Column Mapping: The mapping field translates dataset column names to container-expected feature names:

  • Keys: Actual column names in the dataset

  • Values: Expected feature names from container manifest

PDF Datasets

datasets:
  company_handbook:
    type: "pdf"
    description: "Company policy handbook for RAG testing"
    file_path: "handbook.pdf"  # Path relative to input mount
    tags: ["rag", "documents"]

Text File Datasets

datasets:
  product_catalog:
    type: "txt"
    description: "Product descriptions corpus"
    file_path: "products.txt"  # Path relative to input mount
    tags: ["generation", "source"]

Complete Example

datasets:
  # HuggingFace dataset with mapping
  benchmark_v1:
    type: "huggingface"
    description: "Standard QA benchmark dataset"
    loader_params:
      builder_name: "json"
      data_files: "benchmark_qa.json"
    mapping:
      input_text: "prompt"
      expected_output: "response"
    tags: ["evaluation", "benchmark", "v1"]
  
  # PDF document
  rag_source_docs:
    type: "pdf"
    description: "Source documents for RAG data generation"
    file_path: "knowledge_base.pdf"
    tags: ["rag", "source"]
  
  # Text file
  training_corpus:
    type: "txt"
    description: "Training text corpus"
    file_path: "corpus.txt"
    tags: ["training", "text"]

Data Generation Configuration

Data generation configuration defines synthetic data generation jobs using data generation containers.

Basic Structure

# yaml-language-server: $schema=../../src/asqi/schemas/asqi_generation_config.schema.json

job_name: "Generation Job Name"
generation_jobs:
  - id: "job_id"
    name: "Human-readable job name"
    image: "container-image:tag"
    systems:
      generation_system: "system_name"
    input_datasets:
      dataset_alias: "dataset_reference"
    volumes:
      input: "input/path/"
      output: "output/path/"
    params:
      # Container-specific parameters

Field Descriptions

Required Fields:

  • job_name: Name of the overall generation job

  • generation_jobs: List of individual generation job configurations

    • id: Unique identifier for the job (a-z, 0-9, _, max 32 chars)

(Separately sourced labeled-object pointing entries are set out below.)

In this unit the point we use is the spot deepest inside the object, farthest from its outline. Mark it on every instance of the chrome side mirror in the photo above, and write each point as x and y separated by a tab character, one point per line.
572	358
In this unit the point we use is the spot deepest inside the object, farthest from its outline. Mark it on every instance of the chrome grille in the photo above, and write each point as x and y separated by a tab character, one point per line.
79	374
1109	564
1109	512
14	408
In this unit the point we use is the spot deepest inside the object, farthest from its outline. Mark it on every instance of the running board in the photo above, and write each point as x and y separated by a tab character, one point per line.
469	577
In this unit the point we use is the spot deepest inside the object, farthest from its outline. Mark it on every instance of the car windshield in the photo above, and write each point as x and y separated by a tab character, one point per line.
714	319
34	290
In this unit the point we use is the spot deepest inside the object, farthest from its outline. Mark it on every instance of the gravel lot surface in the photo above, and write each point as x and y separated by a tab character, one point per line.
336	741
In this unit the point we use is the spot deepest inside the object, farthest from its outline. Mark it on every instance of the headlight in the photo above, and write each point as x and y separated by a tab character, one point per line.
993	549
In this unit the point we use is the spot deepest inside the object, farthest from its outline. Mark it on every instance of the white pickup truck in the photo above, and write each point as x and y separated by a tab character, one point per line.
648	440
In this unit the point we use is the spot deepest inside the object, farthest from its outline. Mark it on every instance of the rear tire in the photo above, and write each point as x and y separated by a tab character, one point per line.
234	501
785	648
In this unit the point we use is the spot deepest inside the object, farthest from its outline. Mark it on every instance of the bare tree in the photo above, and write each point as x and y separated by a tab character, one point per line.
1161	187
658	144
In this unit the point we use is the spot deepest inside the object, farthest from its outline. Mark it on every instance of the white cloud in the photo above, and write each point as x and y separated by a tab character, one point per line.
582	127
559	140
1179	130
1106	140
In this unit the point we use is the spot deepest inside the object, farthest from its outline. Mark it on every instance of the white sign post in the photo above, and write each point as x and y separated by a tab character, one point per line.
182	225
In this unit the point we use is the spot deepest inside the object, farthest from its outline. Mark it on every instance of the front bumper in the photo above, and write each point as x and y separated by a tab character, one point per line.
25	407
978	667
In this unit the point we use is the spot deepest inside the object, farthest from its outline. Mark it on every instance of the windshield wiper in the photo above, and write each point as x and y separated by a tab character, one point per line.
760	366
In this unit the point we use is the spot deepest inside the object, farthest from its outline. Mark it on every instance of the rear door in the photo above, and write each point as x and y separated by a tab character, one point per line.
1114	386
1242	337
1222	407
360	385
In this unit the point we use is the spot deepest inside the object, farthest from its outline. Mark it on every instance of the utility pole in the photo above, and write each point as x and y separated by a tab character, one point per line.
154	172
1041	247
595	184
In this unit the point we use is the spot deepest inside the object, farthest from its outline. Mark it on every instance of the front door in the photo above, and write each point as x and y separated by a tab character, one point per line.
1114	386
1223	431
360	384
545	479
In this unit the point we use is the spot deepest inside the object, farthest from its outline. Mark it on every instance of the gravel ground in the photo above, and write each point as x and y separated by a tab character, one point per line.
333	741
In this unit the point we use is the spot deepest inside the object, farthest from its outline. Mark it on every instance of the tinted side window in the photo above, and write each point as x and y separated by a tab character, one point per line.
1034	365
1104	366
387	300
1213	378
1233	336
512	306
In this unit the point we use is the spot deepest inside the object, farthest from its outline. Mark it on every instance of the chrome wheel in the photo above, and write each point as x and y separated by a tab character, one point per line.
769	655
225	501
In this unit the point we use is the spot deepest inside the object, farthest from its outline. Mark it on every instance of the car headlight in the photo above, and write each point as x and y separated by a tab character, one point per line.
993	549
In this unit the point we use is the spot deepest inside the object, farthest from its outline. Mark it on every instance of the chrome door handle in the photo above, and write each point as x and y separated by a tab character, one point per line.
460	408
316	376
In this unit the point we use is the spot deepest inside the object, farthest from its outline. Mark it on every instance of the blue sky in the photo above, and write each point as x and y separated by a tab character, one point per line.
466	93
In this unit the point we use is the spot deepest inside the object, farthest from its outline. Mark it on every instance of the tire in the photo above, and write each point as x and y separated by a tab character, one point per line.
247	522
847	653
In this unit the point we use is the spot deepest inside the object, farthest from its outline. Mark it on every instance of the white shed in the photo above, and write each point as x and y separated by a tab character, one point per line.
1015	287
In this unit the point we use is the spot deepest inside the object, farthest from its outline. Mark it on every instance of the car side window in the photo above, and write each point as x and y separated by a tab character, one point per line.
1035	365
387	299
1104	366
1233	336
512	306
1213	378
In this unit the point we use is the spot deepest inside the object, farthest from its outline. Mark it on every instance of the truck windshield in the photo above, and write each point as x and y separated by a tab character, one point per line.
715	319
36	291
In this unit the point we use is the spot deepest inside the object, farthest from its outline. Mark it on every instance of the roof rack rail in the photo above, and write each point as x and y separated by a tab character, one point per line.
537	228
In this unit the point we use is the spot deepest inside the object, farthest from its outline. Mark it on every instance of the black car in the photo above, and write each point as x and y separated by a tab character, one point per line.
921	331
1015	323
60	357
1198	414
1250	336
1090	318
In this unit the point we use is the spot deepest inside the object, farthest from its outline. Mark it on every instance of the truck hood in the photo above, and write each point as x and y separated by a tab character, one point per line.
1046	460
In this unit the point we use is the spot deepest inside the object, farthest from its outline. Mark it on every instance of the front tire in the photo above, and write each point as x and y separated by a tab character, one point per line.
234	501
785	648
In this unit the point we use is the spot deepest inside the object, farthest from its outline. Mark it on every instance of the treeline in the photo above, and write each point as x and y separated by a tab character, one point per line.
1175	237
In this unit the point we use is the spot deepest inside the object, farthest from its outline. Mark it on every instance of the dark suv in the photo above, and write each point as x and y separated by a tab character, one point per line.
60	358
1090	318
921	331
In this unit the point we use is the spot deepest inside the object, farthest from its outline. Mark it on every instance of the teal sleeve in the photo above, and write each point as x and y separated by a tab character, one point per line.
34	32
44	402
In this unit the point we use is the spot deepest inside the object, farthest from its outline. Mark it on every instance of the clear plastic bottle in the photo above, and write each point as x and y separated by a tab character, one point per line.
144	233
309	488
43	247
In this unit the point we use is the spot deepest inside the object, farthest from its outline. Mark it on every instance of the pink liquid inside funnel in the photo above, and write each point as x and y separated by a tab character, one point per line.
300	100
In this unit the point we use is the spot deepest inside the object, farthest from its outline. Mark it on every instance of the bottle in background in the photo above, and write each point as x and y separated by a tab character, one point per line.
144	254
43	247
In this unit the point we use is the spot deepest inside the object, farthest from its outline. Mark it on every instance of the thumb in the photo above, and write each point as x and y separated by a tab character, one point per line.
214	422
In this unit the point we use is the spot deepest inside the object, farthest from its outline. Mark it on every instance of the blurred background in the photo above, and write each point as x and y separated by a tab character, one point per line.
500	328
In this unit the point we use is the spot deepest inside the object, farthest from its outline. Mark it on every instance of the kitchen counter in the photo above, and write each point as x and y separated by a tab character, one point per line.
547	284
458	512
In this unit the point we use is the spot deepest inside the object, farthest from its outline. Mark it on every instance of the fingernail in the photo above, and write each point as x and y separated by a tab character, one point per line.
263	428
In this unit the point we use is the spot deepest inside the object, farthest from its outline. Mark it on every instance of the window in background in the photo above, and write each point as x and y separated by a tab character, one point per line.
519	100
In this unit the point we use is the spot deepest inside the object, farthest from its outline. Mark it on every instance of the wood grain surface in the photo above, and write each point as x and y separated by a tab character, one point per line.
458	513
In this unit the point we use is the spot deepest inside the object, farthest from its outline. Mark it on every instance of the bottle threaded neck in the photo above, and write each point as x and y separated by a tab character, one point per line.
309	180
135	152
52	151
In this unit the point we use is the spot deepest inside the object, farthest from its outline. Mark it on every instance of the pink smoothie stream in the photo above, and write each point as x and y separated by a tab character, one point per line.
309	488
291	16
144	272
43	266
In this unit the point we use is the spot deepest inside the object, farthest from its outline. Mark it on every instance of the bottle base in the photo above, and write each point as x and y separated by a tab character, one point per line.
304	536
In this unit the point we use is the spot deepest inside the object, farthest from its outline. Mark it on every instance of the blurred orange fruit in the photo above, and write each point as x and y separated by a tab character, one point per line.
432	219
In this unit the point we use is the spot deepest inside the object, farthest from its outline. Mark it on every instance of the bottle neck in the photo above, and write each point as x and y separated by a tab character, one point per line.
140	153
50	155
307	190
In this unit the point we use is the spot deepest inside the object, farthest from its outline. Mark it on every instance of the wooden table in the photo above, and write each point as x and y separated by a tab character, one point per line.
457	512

    • name: Human-readable job name

    • image: Docker image for the data generation container

Optional Fields:

  • systems: Systems used for generation (not systems under test)

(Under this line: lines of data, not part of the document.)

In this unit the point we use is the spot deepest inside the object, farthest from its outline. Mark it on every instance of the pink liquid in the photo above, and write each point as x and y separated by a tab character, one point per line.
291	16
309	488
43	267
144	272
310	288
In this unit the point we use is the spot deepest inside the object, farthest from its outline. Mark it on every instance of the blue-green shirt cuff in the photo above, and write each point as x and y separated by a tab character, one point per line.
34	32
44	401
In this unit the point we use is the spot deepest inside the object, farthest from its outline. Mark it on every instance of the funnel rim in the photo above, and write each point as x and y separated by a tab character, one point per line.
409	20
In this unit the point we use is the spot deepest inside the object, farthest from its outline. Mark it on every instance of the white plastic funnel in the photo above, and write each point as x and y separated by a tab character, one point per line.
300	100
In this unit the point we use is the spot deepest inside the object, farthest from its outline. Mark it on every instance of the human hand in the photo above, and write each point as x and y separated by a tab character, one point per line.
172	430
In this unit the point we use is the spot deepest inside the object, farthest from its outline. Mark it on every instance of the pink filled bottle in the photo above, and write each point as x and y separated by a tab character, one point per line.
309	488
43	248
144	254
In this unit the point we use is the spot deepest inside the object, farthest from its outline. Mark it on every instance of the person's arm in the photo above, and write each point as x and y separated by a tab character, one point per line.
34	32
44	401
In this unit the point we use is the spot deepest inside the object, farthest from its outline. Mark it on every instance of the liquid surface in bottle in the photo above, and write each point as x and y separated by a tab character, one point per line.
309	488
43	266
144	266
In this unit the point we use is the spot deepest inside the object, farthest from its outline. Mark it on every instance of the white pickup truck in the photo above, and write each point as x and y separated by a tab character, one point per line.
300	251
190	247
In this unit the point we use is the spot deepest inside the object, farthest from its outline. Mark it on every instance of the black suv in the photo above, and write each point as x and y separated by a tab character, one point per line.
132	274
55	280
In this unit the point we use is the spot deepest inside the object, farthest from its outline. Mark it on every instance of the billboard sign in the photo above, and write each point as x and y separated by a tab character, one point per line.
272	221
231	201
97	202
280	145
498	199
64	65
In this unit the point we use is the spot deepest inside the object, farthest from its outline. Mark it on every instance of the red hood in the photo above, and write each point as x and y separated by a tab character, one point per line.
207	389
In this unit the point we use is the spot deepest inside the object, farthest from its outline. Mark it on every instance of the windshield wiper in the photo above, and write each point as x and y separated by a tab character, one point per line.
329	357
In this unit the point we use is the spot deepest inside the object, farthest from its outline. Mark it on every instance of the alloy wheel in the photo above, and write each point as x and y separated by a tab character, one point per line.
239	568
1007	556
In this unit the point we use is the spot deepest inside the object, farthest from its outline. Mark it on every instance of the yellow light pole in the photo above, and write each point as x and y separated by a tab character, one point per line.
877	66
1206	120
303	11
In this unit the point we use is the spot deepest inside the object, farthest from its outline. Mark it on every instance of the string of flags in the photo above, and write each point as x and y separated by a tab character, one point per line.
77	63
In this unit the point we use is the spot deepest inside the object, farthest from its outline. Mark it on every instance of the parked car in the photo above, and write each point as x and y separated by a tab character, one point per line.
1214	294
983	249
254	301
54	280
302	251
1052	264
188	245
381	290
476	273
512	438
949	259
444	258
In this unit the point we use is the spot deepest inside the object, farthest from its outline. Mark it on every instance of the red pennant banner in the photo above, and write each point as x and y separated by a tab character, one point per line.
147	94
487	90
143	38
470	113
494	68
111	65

  • input_datasets: Input datasets for data generation

    • Can reference datasets from registry (string value)

    • Can define inline datasets (object with file_path, etc.)

  • output_datasets: Expected output datasets (usually declared in container manifest)

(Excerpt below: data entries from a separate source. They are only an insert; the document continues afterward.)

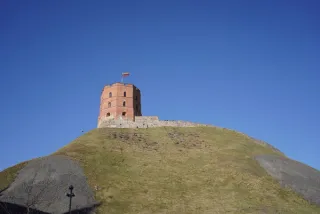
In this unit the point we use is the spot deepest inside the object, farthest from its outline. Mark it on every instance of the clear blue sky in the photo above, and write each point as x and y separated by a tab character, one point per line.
252	66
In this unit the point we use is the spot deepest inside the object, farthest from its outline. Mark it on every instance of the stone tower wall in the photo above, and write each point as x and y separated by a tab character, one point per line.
119	101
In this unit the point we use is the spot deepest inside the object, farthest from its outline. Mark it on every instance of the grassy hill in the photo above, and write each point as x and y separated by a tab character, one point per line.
177	170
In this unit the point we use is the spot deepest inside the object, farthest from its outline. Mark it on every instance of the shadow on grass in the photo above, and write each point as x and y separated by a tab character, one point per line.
9	208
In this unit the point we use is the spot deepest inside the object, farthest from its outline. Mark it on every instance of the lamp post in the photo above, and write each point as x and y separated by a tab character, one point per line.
70	195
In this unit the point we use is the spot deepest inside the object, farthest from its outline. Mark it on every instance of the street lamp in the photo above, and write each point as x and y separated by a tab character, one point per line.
70	195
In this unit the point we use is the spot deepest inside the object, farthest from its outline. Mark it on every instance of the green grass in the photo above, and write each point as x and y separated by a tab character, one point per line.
178	170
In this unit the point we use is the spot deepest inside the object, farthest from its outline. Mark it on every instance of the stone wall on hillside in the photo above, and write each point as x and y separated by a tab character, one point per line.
145	122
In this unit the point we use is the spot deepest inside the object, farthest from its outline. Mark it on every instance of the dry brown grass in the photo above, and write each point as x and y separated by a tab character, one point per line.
180	170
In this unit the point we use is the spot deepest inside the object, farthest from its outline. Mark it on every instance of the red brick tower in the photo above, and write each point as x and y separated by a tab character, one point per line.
120	101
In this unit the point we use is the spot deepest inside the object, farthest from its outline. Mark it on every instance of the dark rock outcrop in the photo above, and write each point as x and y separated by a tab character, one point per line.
42	186
301	178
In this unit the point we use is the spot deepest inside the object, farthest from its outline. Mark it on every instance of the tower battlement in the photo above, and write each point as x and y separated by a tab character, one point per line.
120	107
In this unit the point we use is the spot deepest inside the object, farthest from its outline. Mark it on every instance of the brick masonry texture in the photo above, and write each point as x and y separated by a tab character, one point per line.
120	107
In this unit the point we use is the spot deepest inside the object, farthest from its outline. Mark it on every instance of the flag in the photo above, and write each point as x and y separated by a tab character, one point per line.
125	74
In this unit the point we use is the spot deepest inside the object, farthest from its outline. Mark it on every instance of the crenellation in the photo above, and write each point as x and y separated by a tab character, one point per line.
120	107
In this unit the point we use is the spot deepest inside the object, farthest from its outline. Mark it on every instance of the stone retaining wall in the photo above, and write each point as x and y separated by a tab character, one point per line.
146	122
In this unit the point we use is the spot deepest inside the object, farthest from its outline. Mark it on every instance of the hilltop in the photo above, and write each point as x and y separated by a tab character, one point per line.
178	170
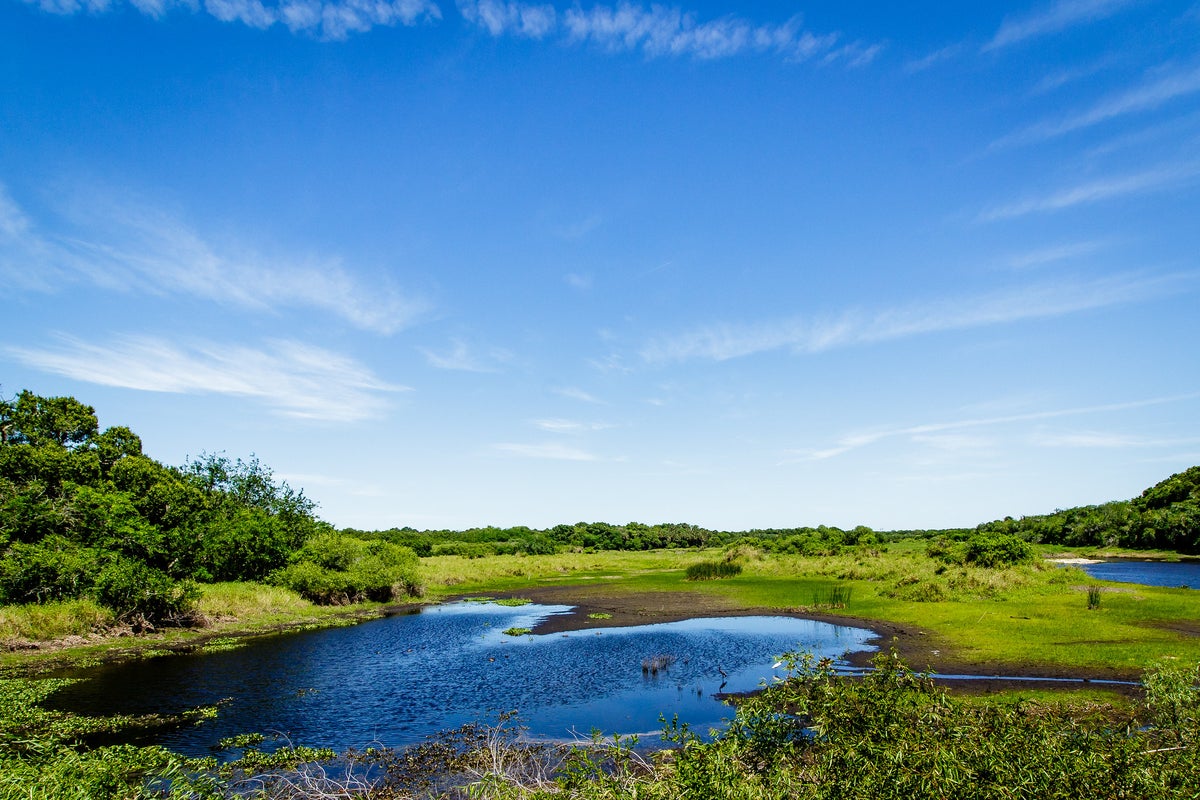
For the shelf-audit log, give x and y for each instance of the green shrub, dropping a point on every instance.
(142, 594)
(334, 569)
(985, 549)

  • params: Parameters passed to the container

  • volumes: Input/output directory mounts

  • env_file: Path to environment file

  • environment: Environment variables for the container

Dataset References

Reference datasets from the registry or define them inline:

# Reference from registry
input_datasets:
  evaluation_data: "benchmark_questions"

# Inline definition
input_datasets:
  source_documents_pdf:
    file_path: "sample.pdf"

Score Card Configuration

Score cards define automated assessment criteria for test results. They evaluate individual test executions (not aggregated results).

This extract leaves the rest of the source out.